County Supervisor Mark Lovelace (who attended the meeting but is not an HCAOG board member) said this was the first he'd heard about the missing money. Humboldt County Director of Public Works Tom Mattson said he, too, was taken by surprise.

In a phone conversation yesterday, Floyd explained that the $15 million had been set aside back around 2000 through the State Highway Operation and Protection Program (SHOPP). It was supposed to finance safety improvements between Eureka and Arcata, including repaving, bridge replacements, tide-gate replacements, new lighting and more. Eleven years later, that work hadn't started, and with so many other transportation projects shovel-ready around the state, officials at Caltrans headquarters in Sacramento took the money back. And there's no guarantee that we'll ever see it again.

Why was the project delayed so long? In part because it was hitched to another project along the same stretch of road: the Eureka-Arcata Route 101 Corridor Improvement project. You've probably heard about that one. It aims to install a traffic signal at Jacobs Ave. and an overpass at the Indianola cutoff, among other modifications to the six highway intersections between the two cities.

Rather than perform separate environmental impact studies, Caltrans and HCAOG opted to combine the two projects in hopes of streamlining the permitting process. Now, that plan seems to have backfired. And the County Board of Supervisors is thinking twice about whether local governments should authorize the funds for the surviving half of those conjoined projects (close to $24 million).

Those funds come from a separate pot of state money called the State Transportation Improvement Program (STIP). STIP money gets allocated to local districts every other year. Humboldt County's allowance is about $12 million per cycle, so the 101 corridor project, with its $24 million price tag, would use two full years cycles (four years) of STIP funding. Lovelace, for one, isn't sure that's a good idea. He and his fellow supervisors are looking for some community input.

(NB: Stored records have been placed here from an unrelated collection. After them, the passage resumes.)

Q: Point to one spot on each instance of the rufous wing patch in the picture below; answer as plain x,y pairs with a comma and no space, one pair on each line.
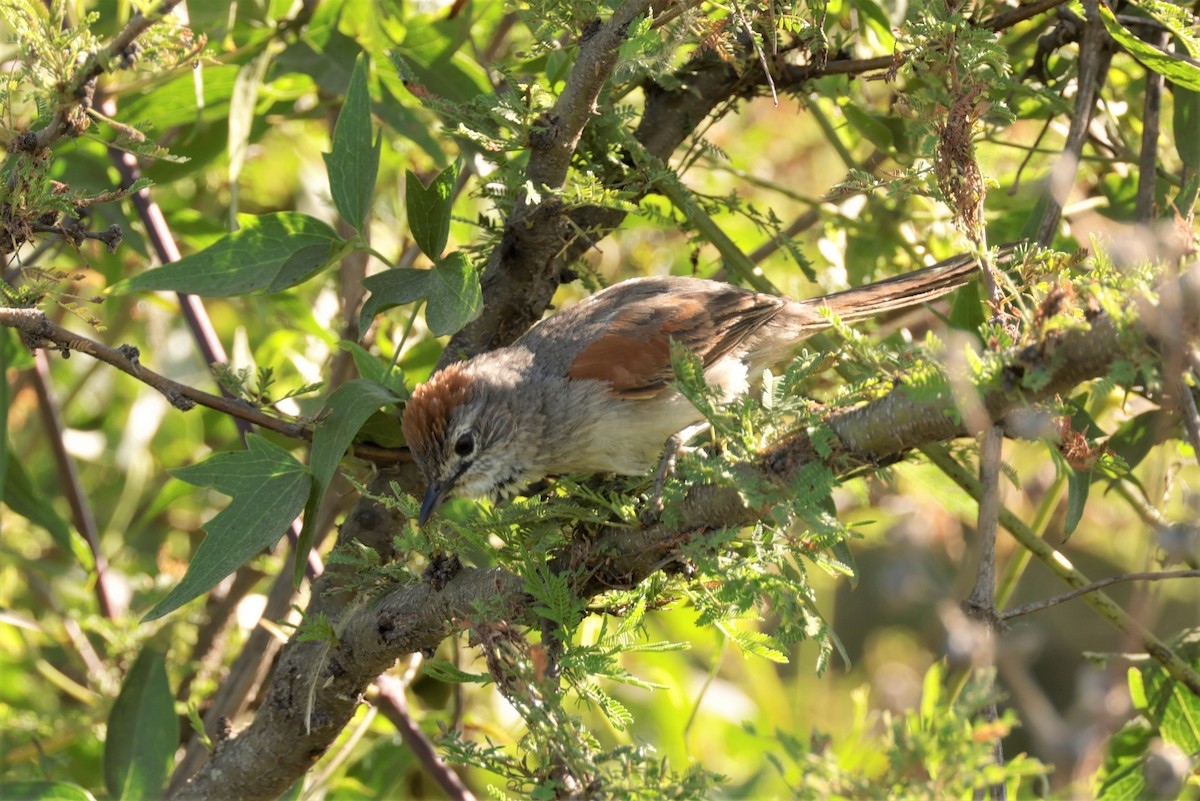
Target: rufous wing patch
635,356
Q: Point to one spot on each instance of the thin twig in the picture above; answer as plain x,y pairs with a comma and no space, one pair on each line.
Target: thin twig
394,705
1021,13
195,314
1147,161
1146,576
982,603
93,67
1093,65
1062,567
246,674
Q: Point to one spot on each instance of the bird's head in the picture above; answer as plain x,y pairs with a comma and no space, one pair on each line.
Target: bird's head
463,438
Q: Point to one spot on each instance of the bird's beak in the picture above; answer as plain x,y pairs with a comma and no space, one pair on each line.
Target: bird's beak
436,493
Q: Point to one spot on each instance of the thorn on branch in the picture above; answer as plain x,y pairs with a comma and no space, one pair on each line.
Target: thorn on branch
591,29
132,354
129,56
442,570
24,143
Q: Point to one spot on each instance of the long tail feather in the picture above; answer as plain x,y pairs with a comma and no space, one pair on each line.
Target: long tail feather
910,289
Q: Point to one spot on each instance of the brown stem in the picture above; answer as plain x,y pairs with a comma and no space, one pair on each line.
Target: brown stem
72,486
1147,160
391,690
1146,576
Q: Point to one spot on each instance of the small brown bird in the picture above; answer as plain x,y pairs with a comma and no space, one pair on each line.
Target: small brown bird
589,389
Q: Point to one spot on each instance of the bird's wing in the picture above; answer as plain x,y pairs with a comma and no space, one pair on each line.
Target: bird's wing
633,354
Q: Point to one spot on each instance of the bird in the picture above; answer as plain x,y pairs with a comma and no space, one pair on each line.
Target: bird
588,390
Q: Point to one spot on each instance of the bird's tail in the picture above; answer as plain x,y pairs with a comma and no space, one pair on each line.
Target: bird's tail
910,289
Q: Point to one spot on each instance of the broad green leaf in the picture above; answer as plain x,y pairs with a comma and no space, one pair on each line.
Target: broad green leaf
431,55
393,288
1168,704
347,408
339,422
375,369
455,297
22,498
269,252
429,210
268,491
43,792
1177,70
1121,777
1135,437
760,644
143,732
353,163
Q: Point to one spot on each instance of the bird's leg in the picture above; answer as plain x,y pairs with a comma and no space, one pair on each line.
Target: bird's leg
671,452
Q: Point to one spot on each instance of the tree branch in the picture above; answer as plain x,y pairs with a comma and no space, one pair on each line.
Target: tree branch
70,118
1147,576
419,616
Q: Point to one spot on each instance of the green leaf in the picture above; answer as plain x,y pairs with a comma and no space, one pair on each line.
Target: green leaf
375,369
22,498
43,792
966,313
143,732
393,288
760,644
353,163
243,104
6,347
429,210
1079,482
1122,776
1168,704
270,252
340,420
455,297
447,672
1175,68
268,491
343,414
1186,122
450,287
1135,437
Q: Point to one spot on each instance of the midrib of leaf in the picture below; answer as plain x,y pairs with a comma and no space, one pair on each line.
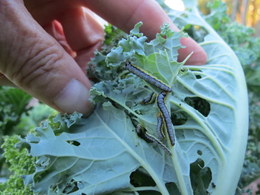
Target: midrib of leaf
184,186
161,186
227,180
206,131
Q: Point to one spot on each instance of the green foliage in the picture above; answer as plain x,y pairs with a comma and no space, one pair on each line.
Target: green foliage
20,163
69,154
104,154
12,105
247,47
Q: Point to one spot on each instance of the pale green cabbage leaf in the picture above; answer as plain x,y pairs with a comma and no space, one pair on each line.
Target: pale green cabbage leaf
101,153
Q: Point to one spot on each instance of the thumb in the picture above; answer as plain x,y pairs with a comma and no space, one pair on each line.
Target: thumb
32,60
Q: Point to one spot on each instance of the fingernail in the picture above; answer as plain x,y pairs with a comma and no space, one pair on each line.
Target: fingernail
74,97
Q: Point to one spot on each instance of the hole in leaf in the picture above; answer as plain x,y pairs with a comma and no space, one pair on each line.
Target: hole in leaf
199,152
199,104
70,187
73,142
179,117
200,177
140,178
172,188
198,76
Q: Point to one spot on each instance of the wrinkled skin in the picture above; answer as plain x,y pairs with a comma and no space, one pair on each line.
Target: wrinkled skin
46,44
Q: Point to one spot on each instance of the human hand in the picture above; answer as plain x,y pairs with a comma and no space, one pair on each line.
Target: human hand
45,44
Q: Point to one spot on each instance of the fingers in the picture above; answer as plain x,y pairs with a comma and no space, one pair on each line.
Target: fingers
125,14
35,62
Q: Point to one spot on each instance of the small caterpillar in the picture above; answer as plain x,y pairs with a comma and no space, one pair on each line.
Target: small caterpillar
159,127
145,76
150,99
146,136
166,116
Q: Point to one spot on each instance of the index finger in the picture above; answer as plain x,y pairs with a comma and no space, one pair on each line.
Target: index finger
126,13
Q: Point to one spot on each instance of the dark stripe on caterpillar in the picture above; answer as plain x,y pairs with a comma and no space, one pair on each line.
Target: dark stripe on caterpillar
166,116
145,76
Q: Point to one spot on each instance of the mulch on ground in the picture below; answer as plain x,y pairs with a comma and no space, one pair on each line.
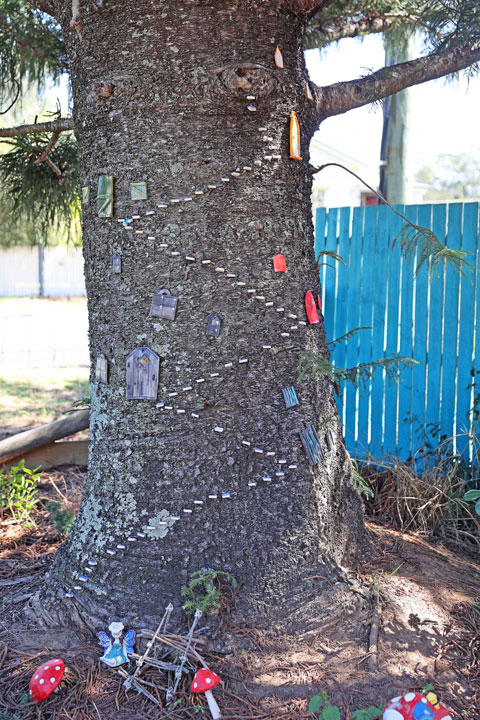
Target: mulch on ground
424,596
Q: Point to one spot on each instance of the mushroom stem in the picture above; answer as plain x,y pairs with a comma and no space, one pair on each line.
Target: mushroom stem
212,704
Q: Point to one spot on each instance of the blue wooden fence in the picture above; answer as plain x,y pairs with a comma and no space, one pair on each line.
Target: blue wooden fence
436,322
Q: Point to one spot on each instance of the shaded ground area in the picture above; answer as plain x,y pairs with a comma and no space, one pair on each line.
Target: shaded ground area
425,597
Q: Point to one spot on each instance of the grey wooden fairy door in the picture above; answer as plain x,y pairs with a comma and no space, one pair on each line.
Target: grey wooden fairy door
142,374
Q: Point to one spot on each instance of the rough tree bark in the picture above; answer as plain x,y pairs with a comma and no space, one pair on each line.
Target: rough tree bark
161,95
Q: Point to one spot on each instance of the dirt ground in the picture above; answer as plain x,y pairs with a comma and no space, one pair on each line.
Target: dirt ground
425,597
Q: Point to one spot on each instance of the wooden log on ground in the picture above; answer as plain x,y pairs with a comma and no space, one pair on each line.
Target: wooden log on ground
74,452
22,443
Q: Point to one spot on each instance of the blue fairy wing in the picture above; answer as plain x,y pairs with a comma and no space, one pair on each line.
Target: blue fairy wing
129,640
104,639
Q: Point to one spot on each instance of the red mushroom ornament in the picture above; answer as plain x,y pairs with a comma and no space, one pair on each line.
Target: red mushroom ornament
204,681
414,706
46,679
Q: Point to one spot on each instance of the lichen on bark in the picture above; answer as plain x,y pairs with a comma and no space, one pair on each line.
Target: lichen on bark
180,124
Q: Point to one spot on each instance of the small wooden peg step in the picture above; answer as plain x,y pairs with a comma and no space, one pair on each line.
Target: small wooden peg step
311,308
278,57
294,137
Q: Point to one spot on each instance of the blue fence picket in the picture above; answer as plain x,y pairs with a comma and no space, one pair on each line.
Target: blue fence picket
382,250
435,323
419,371
405,418
365,337
433,319
394,267
349,415
466,329
343,280
329,303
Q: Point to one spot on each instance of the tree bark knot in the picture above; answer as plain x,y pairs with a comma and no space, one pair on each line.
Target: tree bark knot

The board has called for a special meeting next Monday, Nov. 14, at 1:30 p.m. to discuss the pros and cons of spending so much scarce money on the project. The ultimate authorization is up to HCAOG, so the board is seeking input on how to direct its representative on the association's board, Second District Supervisor Clif Clendenen.

Here are the confusing details: STIP funds come in two-year cycles, but they're programmed in five-year increments. So the next increment will cover the five fiscal years of 2012-13 through 2016-17. The $24 million at stake here -- the money HCAOG is considering spending -- are tied to fiscal years 2015-16 through 2018-19.

Lovelace said that money could be used for a variety of other much-needed projects across the county: a roundabout at Murray Rd. and Central Ave. in McKinleyville; another roundabout at the "three corners" intersection of Old Arcata Rd. and Freshwater Rd.; new traffic signals in Eureka; and pedestrian improvements in southern Humboldt, among other projects.

"This is a huge issue," Lovelace said. He suggested that if a decision of this magnitude had been presented to the board with such little notice in the general plan update process, "people would scream, and someone would be fired."

The board of HCAOG is also taking its time with the decision. It elected to continue the decision on the project to its Dec. 1 meeting. If you have an opinion about how our county's limited transportation dollars should be spent, show up to one or both of these meetings and make your voice heard.

As for the lost $15 million in state funds, Floyd said that once the environmental clearances come through -- a step that will require sign-off from the California Coastal Commission -- we can ask for it back. But she acknowledged that state transportation funds are "very financially constrained."